High-profile Australian activist Jessie Street was seeking a ‘fair go’ for women long before International Women’s Day (8 March) came on the scene. And she wasn’t afraid to go right to the top, nor to use a touch of humour to get her point across.
The National Archives of Australia has found a letter she sent to Prime Minister John Curtin in 1943, enclosing a cheeky parody of the Lord’s Prayer.
‘The Women’s Prayer begins Our Prime Minister, who art in Canberra and goes on to plead that women should have equal status with men,” said National Archives of Australia curator Johanna Parker.
‘Jessie Street used the poem as a humorous way of getting the Prime Minister to pay attention to a serious issue – and it worked.’
As president of the United Associations of Women, Jessie Street had long been active in lobbying the government to ensure equal rights and opportunities for women.
During the Second World War, many women were paid only 54 per cent of a man’s wage despite a ruling by the Women’s Employment Board that this be increased to at least 75 per cent. Even when women had to take over men’s jobs in the factories, some employers weren’t prepared to pay them higher wages.
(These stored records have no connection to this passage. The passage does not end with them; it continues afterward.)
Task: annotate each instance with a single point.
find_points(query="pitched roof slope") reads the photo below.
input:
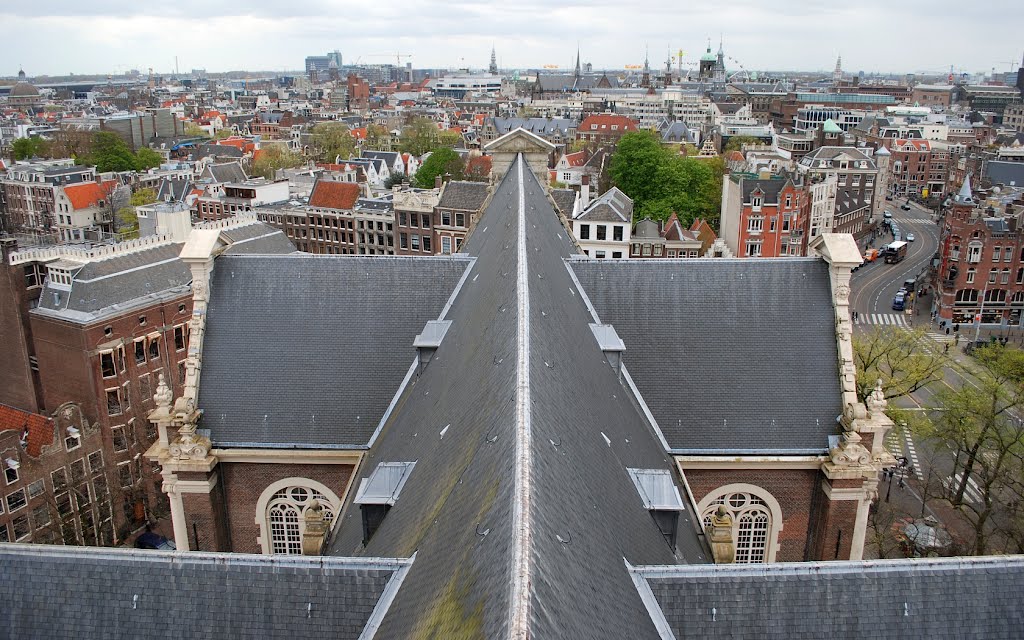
(364, 311)
(456, 508)
(714, 379)
(488, 413)
(59, 592)
(334, 195)
(913, 598)
(40, 428)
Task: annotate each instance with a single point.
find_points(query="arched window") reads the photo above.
(757, 519)
(281, 513)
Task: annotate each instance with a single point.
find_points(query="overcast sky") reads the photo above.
(112, 36)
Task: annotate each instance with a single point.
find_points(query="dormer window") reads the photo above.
(660, 498)
(379, 493)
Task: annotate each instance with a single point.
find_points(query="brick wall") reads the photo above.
(245, 482)
(794, 488)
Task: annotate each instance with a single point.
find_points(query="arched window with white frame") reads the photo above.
(281, 513)
(757, 519)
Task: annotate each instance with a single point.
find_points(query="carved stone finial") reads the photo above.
(164, 394)
(188, 444)
(315, 531)
(720, 534)
(877, 402)
(849, 452)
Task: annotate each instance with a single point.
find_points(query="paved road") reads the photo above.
(875, 285)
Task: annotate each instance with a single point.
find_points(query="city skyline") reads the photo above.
(113, 36)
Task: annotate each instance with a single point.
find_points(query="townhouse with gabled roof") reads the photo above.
(540, 466)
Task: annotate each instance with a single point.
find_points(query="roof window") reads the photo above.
(660, 497)
(379, 493)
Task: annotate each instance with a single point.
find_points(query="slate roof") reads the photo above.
(225, 172)
(915, 598)
(564, 201)
(363, 310)
(463, 196)
(62, 592)
(117, 281)
(713, 379)
(612, 206)
(486, 412)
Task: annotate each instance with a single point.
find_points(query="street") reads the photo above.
(873, 287)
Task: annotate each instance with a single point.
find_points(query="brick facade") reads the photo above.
(225, 519)
(810, 521)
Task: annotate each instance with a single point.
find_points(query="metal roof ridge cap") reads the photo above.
(748, 452)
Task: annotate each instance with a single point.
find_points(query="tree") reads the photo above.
(899, 358)
(444, 161)
(143, 197)
(736, 142)
(145, 158)
(272, 158)
(110, 153)
(419, 136)
(126, 223)
(378, 138)
(333, 140)
(24, 148)
(193, 130)
(980, 424)
(478, 169)
(449, 138)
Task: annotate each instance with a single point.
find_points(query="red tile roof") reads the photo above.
(88, 194)
(604, 123)
(333, 195)
(40, 428)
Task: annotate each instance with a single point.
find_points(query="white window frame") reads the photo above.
(709, 504)
(267, 500)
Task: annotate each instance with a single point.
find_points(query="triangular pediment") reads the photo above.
(519, 140)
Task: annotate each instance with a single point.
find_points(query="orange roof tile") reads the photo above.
(40, 428)
(333, 195)
(89, 194)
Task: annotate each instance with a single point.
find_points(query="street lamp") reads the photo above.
(902, 468)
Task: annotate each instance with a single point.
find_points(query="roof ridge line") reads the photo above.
(519, 609)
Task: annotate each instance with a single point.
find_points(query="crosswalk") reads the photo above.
(891, 320)
(972, 493)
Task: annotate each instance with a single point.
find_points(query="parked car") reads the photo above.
(152, 540)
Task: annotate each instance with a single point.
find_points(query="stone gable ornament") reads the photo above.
(164, 394)
(850, 453)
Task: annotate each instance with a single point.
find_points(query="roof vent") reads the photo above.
(379, 493)
(428, 341)
(610, 344)
(660, 498)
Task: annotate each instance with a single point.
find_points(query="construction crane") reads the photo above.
(397, 56)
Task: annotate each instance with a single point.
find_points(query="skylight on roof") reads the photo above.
(384, 484)
(656, 489)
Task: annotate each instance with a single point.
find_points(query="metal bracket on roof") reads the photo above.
(429, 340)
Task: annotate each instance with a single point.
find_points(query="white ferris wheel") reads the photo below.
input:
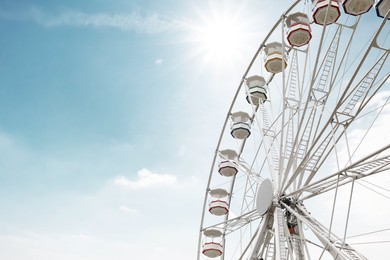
(296, 150)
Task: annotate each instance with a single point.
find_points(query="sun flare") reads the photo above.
(220, 36)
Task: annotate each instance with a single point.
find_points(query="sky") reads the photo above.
(109, 116)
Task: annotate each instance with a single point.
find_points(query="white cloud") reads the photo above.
(149, 23)
(146, 179)
(158, 61)
(127, 209)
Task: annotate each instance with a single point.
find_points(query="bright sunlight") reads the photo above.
(220, 35)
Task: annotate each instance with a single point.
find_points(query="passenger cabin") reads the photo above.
(257, 92)
(241, 125)
(299, 32)
(275, 61)
(227, 166)
(325, 11)
(357, 7)
(382, 7)
(219, 204)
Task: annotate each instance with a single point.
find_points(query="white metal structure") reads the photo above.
(289, 187)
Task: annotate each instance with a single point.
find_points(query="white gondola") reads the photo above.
(241, 125)
(275, 61)
(219, 205)
(212, 232)
(257, 92)
(227, 167)
(357, 7)
(382, 7)
(299, 32)
(212, 249)
(325, 11)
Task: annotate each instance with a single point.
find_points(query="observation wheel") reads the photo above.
(305, 131)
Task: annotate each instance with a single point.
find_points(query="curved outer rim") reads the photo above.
(227, 119)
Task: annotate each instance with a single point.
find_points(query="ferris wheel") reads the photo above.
(296, 143)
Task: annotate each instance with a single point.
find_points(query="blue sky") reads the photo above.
(109, 115)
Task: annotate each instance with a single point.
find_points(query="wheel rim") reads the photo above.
(323, 91)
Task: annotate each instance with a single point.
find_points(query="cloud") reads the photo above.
(148, 23)
(146, 179)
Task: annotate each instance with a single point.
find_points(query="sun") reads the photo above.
(220, 35)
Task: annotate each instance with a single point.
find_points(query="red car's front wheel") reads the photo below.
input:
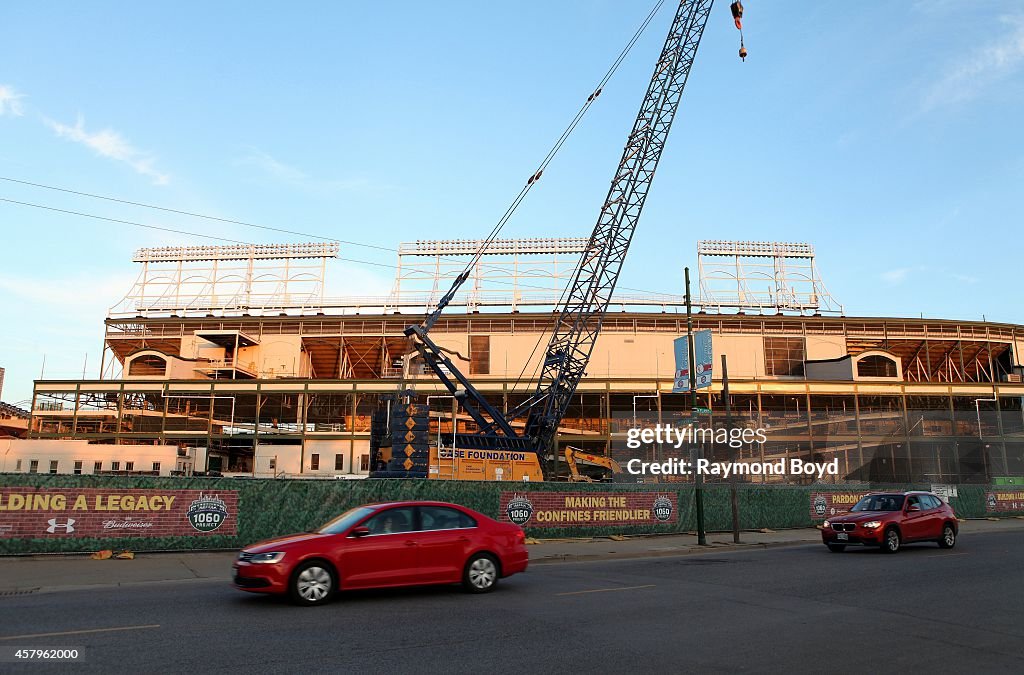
(312, 583)
(892, 542)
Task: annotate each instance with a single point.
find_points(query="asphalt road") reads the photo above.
(800, 608)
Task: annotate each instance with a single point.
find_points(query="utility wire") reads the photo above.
(186, 233)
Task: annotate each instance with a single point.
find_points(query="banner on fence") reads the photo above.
(80, 512)
(578, 509)
(824, 505)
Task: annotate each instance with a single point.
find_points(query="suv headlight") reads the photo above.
(274, 556)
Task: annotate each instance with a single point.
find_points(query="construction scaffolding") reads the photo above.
(762, 277)
(512, 272)
(245, 279)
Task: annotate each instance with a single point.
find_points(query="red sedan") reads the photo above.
(384, 545)
(891, 519)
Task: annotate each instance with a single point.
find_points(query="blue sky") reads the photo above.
(886, 133)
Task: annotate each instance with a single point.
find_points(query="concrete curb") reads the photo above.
(691, 550)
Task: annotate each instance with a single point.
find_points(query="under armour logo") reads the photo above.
(68, 526)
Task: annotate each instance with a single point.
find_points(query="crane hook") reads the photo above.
(737, 16)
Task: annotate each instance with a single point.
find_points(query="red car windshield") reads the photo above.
(880, 503)
(345, 520)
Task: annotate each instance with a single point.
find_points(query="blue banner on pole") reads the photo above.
(702, 354)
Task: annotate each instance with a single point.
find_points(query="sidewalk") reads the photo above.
(54, 573)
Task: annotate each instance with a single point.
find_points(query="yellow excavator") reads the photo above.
(574, 455)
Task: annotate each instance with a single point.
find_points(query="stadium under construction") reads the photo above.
(232, 359)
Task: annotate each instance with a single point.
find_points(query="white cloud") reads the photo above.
(10, 100)
(970, 76)
(111, 144)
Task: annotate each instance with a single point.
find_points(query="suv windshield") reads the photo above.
(345, 520)
(880, 503)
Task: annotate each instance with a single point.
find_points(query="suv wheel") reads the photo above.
(480, 575)
(312, 583)
(948, 539)
(892, 541)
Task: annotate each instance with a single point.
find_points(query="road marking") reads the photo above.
(81, 632)
(606, 590)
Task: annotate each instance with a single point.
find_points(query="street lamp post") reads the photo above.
(977, 411)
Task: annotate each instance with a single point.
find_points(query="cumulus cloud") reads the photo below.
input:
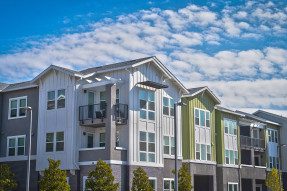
(180, 39)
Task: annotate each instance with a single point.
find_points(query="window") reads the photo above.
(49, 142)
(117, 138)
(117, 96)
(90, 140)
(202, 118)
(61, 99)
(274, 162)
(54, 141)
(168, 106)
(147, 146)
(168, 145)
(16, 145)
(230, 126)
(17, 107)
(231, 157)
(272, 135)
(152, 181)
(85, 178)
(59, 141)
(203, 152)
(51, 100)
(102, 142)
(168, 184)
(232, 186)
(147, 104)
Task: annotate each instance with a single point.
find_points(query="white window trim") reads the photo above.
(55, 142)
(56, 98)
(147, 110)
(147, 152)
(227, 119)
(154, 178)
(206, 111)
(167, 179)
(232, 183)
(16, 145)
(18, 107)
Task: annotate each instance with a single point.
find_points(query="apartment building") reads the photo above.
(282, 147)
(123, 113)
(259, 140)
(199, 141)
(228, 151)
(120, 113)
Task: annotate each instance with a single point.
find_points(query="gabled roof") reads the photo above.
(269, 113)
(226, 110)
(195, 91)
(58, 68)
(254, 117)
(132, 64)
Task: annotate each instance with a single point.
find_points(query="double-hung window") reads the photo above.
(147, 146)
(147, 104)
(168, 145)
(232, 186)
(168, 184)
(16, 145)
(202, 118)
(168, 106)
(17, 107)
(203, 152)
(51, 99)
(231, 157)
(102, 141)
(273, 135)
(153, 183)
(54, 141)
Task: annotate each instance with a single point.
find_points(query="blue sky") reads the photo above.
(238, 48)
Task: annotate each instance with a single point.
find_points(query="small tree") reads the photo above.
(7, 178)
(54, 178)
(101, 179)
(273, 180)
(184, 179)
(141, 181)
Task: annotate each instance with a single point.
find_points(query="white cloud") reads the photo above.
(241, 77)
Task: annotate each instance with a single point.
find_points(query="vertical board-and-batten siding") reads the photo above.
(56, 120)
(201, 101)
(142, 73)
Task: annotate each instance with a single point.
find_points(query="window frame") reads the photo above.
(199, 118)
(154, 179)
(148, 102)
(16, 137)
(17, 107)
(234, 184)
(170, 180)
(147, 151)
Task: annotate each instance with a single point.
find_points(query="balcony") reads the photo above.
(95, 115)
(249, 143)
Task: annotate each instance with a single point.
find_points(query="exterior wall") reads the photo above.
(188, 132)
(221, 138)
(161, 125)
(56, 120)
(19, 126)
(225, 175)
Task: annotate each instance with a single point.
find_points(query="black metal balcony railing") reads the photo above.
(93, 113)
(250, 142)
(121, 113)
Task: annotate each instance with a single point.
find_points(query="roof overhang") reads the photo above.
(217, 101)
(153, 84)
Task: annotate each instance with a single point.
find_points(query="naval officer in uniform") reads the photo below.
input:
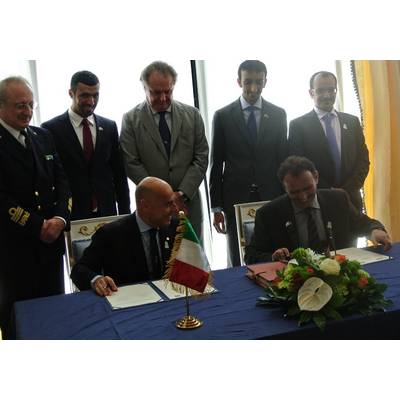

They complained to the Prime Minister the new rates were ‘entirely uneconomic’.
‘We tend to think of Australians pulling together for the war effort but there were many examples of women being exploited despite legislation to improve their pay,’ said Ms Parker.
Just six months before Mrs Street wrote to the Prime Minister, 3000 women in vital industries in Melbourne had gone on strike after the Chamber of Manufactures instructed their members not to pay the higher rates.